Iraq Owes Chaldeans for Stolen Lands

The following editorial written by PobleteTamargo attorney, Mauricio Tamargo, was featured in the September 2016 edition of The Chaldean News. To read the published article, visit The Chaldean News Guest Columns page, found here.

When the United States liberated Iraq over a decade ago, Iraqi-Americans were hopeful that thousands of American Chaldean families would finally see justice for property stolen by Iraq. Corporations, American and foreign, have received restitution through programs designed exclusively for business operations. Sadly, these Americans are still fighting for justice. Now we are asking Congress and the Administration to help.

Being Christians in a Muslim country made it very difficult to live in Iraq. For generations, these families worked hard to succeed despite discrimination and persecution. They hoped justice would finally come with the American liberation of their homeland. Our law firm represents some of these families. As Chaldeans in Iraq, they were a minority, but found strength in their faith and community. Then they became a target of a merciless regime. Iraqi dictator Saddam Hussein destroyed the lives, homes and communities of countless Iraqis. In many cases, victims sought justice in Iraqi courts, but even after American liberation, Iraq’s corrupt legal system remained incapable of administering justice.

On behalf of our clients, we raised this issue with the Iraqi government, ambassadors and other high-ranking officials, but have yet to see any action. Although there is still hope for a negotiated settlement, other steps must be taken. There are still thousands of families dealing with uncompensated property losses.

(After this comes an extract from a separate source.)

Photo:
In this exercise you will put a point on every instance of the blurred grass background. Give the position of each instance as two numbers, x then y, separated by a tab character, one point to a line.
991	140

Today, the Iraqi Chaldean community is once again vulnerable to property confiscation and human rights abuses.

Chaldeans are a religious and ethnic minority group in Iraq. For years this minority status did not hinder efforts by our client and many others from becoming prominent members of their community. Once Saddam Hussein took power in 1979, the Iraqi government quickly became the vehicle by which the dictator intensified discrimination against religious minorities. Those who remained in their homes were eventually forced out after suffering political imprisonment and often violent religious persecution.

The property confiscated from our client was converted into a base for military operations. The land was taken over by the United States from the Hussein Regime in 2003. In 2009, the U.S. allegedly transferred control back to Iraq but still maintains a presence at this camp. Located in a commercially thriving area with many civilian homes and businesses, the U.S. incorporated this property into the reconstruction plans for Iraq. A vast amount of confiscated properties met similar fates.

Today there are thousands of American families of Iraqi descent that are still seeking justice. This community has been left broken, by not only institutionalized discrimination by the Iraqi government, but also the gross injustice of being denied closure. Rule of law and protection of property rights are hallmarks of a democratic and free society — values that must be defended.

Iraqi law, U.S. law, and the agreements between our two nations encourages compensation. America has lost thousands of American lives and invested billions in the liberation and reconstruction of Iraq. It is critical to stand up for what is right today or leave future generations vulnerable to even greater repression. The U.S. government has the tools to fight for these freedoms. We are only asking that they defend it.

On behalf of these American citizens, we are requesting that Congress authorize a claims program under the Foreign Claims Settlement Commission at the Department of Justice. As former chairman of the commission, I remain hopeful for a negotiation settlement of these claims and am confident that resolution of this injustice can be found through a claims program, the same as many programs have done in the past. We want to ensure that every possible step is taken to compel Iraq to follow through.

Mauricio Tamargo is an attorney at PobleteTamargo, LLP, in Alexandria, Virginia. He is the former chairman of the Foreign Claims Settlement Commission at the Department of Justice.